System compromise is so common that it seems unavoidable. Even with perfect patching, our systems may be compromised through vulnerabilities that don't have patches yet or through "0-day" vulnerabilities that only the attackers know about! You don't have to stand for this kind of weakness, though. There are great defensive technologies and techniques that allow security professionals and system administrators to deflect attacks. In this fully hands-on course, you will learn how to protect a Linux system from compromise and how to prove that your defense has worked. We'll even attack our systems, demonstrating how hard-core hardening can defeat them.
This course starts with core system lockdown, and then moves on to hardcore server application defense, where we create least-privileged and well-confined configurations that break exploits. Using defense in depth, we not only jail server programs but also tune their internal configurations to keep exploits from reaching the vulnerable code. For example, we'll configure PHP variables to better protect applications, chroot the Apache server, and deactivate Apache modules to reduce the chance that the next vulnerability in Apache comes from code we're running. Once we've accomplished all of this best practices work, the deep protection comes from applying the latest security technology to better deflect attacks.
The following are a few examples of that "next level" of defensive technology. We'll use Docker and Linux containers to contain server programs. We'll protect web applications from their own flaws using mod_security, the IPS module for Apache and Nginx. We'll build host-based and multi-leg firewalls with iptables and firewalld and build on this by learning how to use port knocking to make our SSH daemon, web server, or VPN concentrator invisible to attackers. We'll learn how to apply AppArmor to focus SELinux-style exploit disruption and containment on a few key programs without dramatically changing the way the system is configured. We'll also work with SELinux. We'll learn how to detect attacks and compromises with OSSEC, a free program that includes file integrity checking, policy monitoring, rootkit detection, real-time alerting and active response.

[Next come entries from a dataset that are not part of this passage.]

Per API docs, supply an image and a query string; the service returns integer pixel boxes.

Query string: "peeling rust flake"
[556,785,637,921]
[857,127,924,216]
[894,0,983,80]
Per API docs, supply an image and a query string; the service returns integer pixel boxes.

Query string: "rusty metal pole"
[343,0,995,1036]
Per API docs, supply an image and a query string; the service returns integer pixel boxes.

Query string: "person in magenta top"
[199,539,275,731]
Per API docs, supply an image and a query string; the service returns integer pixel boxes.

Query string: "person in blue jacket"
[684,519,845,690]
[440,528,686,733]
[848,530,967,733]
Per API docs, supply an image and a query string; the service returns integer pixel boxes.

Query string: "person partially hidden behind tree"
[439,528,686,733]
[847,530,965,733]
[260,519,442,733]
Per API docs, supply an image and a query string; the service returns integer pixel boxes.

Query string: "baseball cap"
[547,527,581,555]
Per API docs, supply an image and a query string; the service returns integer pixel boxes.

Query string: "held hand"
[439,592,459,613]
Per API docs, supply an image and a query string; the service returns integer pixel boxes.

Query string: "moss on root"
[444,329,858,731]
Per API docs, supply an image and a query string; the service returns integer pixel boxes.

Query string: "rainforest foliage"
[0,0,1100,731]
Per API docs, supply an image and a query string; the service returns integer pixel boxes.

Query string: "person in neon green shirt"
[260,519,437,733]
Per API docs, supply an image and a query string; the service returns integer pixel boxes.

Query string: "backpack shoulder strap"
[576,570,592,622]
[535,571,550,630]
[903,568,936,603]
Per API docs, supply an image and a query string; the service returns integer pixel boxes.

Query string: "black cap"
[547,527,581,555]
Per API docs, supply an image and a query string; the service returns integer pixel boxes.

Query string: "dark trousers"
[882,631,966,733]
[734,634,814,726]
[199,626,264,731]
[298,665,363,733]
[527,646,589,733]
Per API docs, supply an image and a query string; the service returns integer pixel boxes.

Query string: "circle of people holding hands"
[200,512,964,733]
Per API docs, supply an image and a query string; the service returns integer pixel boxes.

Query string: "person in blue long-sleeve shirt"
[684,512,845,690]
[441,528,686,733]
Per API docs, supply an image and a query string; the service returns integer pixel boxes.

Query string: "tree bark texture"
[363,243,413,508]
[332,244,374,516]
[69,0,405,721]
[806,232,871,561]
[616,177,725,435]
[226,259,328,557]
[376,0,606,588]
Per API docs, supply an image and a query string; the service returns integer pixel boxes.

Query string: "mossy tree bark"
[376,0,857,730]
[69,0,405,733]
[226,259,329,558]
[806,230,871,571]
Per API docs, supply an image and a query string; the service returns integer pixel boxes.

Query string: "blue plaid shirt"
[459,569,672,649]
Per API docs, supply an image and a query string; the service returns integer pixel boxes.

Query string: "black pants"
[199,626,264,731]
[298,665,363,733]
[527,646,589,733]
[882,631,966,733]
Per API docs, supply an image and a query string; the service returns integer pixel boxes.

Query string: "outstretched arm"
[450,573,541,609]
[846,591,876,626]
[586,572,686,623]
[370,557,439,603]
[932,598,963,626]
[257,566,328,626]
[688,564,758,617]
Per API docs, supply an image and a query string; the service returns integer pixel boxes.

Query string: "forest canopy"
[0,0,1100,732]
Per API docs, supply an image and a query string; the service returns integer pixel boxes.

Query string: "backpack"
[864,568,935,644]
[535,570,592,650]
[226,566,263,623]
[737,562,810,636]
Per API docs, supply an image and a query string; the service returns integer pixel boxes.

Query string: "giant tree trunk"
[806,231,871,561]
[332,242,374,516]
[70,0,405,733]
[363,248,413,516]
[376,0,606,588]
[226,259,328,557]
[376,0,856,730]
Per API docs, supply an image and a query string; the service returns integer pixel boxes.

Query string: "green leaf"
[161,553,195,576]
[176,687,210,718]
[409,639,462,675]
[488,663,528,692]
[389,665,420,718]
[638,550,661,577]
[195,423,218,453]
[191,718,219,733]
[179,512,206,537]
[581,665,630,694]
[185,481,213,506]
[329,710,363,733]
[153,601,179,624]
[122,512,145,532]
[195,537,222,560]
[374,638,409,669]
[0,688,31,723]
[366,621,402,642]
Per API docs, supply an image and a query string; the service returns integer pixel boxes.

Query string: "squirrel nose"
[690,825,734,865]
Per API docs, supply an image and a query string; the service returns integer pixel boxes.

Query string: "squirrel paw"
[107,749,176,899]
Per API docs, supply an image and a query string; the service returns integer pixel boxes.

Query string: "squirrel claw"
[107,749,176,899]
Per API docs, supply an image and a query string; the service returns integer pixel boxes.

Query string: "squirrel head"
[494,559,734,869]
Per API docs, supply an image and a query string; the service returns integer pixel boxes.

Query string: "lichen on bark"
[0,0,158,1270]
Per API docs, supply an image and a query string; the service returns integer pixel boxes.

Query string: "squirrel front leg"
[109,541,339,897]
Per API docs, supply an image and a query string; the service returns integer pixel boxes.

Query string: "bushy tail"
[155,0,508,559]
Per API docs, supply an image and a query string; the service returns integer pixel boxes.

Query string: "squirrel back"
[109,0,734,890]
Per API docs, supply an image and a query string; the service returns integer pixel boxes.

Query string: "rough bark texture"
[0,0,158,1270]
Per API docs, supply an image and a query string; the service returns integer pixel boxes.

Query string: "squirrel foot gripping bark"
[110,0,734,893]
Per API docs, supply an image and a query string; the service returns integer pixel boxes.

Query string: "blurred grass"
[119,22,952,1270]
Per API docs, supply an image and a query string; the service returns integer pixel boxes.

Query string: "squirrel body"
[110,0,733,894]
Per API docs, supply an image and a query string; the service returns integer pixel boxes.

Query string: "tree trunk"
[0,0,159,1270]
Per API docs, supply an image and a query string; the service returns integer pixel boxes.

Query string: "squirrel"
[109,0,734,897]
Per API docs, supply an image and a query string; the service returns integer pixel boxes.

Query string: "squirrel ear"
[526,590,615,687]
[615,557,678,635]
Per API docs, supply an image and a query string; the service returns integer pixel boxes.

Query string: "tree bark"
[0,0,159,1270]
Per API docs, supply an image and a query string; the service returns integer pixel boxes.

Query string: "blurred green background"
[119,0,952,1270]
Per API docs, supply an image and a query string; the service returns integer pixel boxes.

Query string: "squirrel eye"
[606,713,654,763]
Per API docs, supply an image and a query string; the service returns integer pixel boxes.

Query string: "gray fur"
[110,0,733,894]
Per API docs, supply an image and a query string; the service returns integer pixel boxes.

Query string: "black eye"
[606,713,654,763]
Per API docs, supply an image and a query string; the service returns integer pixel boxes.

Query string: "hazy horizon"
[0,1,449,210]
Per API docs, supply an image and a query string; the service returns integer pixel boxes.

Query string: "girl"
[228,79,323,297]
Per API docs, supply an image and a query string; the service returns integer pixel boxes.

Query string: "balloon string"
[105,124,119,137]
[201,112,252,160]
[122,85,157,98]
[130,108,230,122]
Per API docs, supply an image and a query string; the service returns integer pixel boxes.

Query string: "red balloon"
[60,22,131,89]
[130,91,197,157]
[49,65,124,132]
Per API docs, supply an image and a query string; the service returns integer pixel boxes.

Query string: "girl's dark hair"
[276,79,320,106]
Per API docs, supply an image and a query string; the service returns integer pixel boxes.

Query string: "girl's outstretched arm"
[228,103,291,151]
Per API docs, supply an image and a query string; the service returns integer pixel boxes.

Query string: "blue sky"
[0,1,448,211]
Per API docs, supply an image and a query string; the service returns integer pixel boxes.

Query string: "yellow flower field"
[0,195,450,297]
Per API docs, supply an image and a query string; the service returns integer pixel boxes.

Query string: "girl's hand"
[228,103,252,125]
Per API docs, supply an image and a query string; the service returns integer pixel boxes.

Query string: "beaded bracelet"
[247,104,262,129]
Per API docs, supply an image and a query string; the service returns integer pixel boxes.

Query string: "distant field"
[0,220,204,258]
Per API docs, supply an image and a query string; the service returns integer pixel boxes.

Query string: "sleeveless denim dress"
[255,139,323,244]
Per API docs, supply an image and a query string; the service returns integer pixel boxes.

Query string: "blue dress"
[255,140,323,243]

Students will gain skills in performing system lockdown and applying defensive technology to prevent or contain a system compromise. While the course specifically covers Red Hat and Ubuntu Linux, it does apply very directly to all Linux distributions and broadly to all UNIX variants.
Students will leave this course with the ability to:
- Configure Linux for much greater resilience to attack.
- Configure Web, Mail, DNS, FTP, and proxy servers to break exploits against known and unknown vulnerabilities.
- Contain each of the above servers with defenses like Docker and Linux containers, backed by AppArmor or SELinux
- Deploy mod_security to add IPS functionality to Apache.
- Configure transaction signatures (TSIG) and DNSSEC to protect against DNS spoofing and phishing attacks.
- Add mail filtration to Sendmail to thwart spammers and phishers.
- Create host-based Linux firewalls and multi-leg firewalls to protect internal servers from hostile users.
- Add port-knocking technology to dramatically reduce the exposure of hosting private services on the Internet.
- Deploy OSSEC for scalable compromise detection.
- Use encryption (SSH, PGP/GPG, openssl) to create safer processes and administration.
- Bonus session on Security-Enhanced Linux (SELinux)
System administrators and IT Security professionals.
Students should bring a working understanding of Linux or UNIX.
Students should bring a laptop with VMware Player, Fusion or Workstation, with at least 8GB of RAM. The host operating system may be either 32 or 64-bit.
USB thumb drives containing the slides, virtual machines and tools used in the class.